Scheme ideas: Nostalgic chalky blues are gorgeous and relaxing in the bedroom where they marry well with white highlights of fresh white linen, sheer window treatments and white woodwork. The harmonising colours for blue will be a blue green or blue purple, the colours set close to it on the colour wheel. Look for a warm undertone or blue schemes can be perceived as chilly. Purples and lavenders, are restorative, comforting shades said to foster intuition. Pale blue with a dash of tangerine is retro’ heaven handled carefully. Grey, white and duck egg blue will throw open a pokey space.

* Blissful Blues for 2012: Fleetwood Vogue Tiffany Blue and B&Q NaturePaint Aquablue.

YELLOW: Warm, joyful, welcoming, and a colour of action, yellow sings out in hallways, kitchens and living spaces, and with the right undertone can light up north-facing rooms. Being such a lively character, yellow is said to be a positive addition if you suffer from depression or lack of motivation, but for the same reason keep brighter yellows out of the bedroom where it may prove too wide-awake to bare. Shades, tones and tints range from sunshine to soft butters, and combined with golds are positively sumptuous.

Scheme ideas:An overbearing yellow can stimulate anxiety, so keep things soft and you can range its light promoting beauty over every wall. Tonal schemes (different intensities of yellow) work well. Soft purple and its family of secondary and tertiary colours will present a bold contrast if you want to be brave and add the darker shade in smaller quantities for balance. Ochre shades of yellow are safer if you find the brighter shades too bossy.

* Yes to Yellows for 2012: Dulux Morning Glo’ and Farrow & Ball Babouche.

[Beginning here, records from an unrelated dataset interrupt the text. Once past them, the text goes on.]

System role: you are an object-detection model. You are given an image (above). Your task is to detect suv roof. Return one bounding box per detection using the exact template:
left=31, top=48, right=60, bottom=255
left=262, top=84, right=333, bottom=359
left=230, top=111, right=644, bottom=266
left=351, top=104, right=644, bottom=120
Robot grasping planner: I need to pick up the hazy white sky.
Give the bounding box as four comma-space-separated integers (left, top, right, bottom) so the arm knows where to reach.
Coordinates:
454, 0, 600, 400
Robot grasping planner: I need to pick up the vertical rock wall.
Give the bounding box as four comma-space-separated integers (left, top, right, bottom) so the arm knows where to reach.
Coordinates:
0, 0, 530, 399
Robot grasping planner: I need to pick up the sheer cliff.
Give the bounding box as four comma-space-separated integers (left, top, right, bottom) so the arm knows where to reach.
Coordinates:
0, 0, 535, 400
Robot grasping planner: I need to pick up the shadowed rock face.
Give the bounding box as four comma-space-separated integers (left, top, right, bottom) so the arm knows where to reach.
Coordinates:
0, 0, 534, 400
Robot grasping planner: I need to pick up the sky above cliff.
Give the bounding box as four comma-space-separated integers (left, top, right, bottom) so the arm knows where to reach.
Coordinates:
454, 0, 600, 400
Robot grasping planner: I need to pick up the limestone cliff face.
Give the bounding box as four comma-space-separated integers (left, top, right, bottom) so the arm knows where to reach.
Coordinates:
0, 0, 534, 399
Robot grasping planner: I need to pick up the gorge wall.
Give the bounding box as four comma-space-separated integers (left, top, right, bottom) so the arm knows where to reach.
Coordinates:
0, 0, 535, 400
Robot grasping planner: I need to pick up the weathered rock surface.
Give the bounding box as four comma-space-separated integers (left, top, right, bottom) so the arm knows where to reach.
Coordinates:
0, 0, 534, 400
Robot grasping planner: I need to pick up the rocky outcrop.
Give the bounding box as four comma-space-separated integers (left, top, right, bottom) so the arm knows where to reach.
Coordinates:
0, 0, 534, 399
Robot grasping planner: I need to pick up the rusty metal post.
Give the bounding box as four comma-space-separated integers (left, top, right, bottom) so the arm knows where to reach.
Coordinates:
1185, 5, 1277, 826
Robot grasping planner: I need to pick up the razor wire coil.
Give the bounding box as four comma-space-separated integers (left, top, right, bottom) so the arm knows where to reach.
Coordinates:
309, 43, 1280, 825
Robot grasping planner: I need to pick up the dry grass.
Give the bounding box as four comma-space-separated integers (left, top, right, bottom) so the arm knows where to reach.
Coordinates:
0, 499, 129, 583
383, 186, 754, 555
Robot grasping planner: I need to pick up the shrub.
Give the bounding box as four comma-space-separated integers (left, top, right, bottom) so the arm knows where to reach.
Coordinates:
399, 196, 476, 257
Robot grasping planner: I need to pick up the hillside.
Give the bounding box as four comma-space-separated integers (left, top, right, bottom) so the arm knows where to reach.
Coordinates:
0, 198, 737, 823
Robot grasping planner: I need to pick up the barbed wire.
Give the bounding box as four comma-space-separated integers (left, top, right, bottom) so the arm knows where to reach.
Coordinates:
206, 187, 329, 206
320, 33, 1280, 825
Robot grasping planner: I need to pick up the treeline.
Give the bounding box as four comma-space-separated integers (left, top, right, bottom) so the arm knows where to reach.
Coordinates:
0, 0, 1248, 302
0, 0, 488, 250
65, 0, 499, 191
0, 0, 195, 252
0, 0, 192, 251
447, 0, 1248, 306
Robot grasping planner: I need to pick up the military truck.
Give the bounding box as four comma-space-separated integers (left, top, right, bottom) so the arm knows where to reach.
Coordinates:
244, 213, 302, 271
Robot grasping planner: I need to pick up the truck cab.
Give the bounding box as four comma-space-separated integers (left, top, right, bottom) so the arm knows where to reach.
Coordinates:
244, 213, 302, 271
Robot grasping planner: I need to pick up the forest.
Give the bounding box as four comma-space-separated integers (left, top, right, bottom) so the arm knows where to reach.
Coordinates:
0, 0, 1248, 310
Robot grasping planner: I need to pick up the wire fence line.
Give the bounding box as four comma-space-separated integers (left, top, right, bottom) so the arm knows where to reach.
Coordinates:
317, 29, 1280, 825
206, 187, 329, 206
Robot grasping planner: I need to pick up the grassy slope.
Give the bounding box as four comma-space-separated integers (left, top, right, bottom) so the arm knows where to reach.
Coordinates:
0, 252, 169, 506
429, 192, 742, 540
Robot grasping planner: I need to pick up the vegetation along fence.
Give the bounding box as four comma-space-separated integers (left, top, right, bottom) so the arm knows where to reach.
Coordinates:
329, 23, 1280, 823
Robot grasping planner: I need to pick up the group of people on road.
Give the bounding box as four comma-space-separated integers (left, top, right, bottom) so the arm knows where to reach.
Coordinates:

GREEN: The single most important secondary colour (combining yellow and blue). Quite simply, because it’s the signature colour of our natural surroundings, green is generally a laid back choice. Bathrooms and living areas look great in sage greens, and is a choice that’s never gone out of style.

Scheme ideas: If you want to see what goes with green, stand up and look out the window. Nature should be your first inspiration, offering a balance of a main colour and accents that works effortlessly in reds, greens and golds. Try those accents in bolder, blue based ‘baize’ greens to grab attention with classic formal charm in a pale neutral interior. A playful pea green is right on target for the upbeat day-glo schemes of 2012.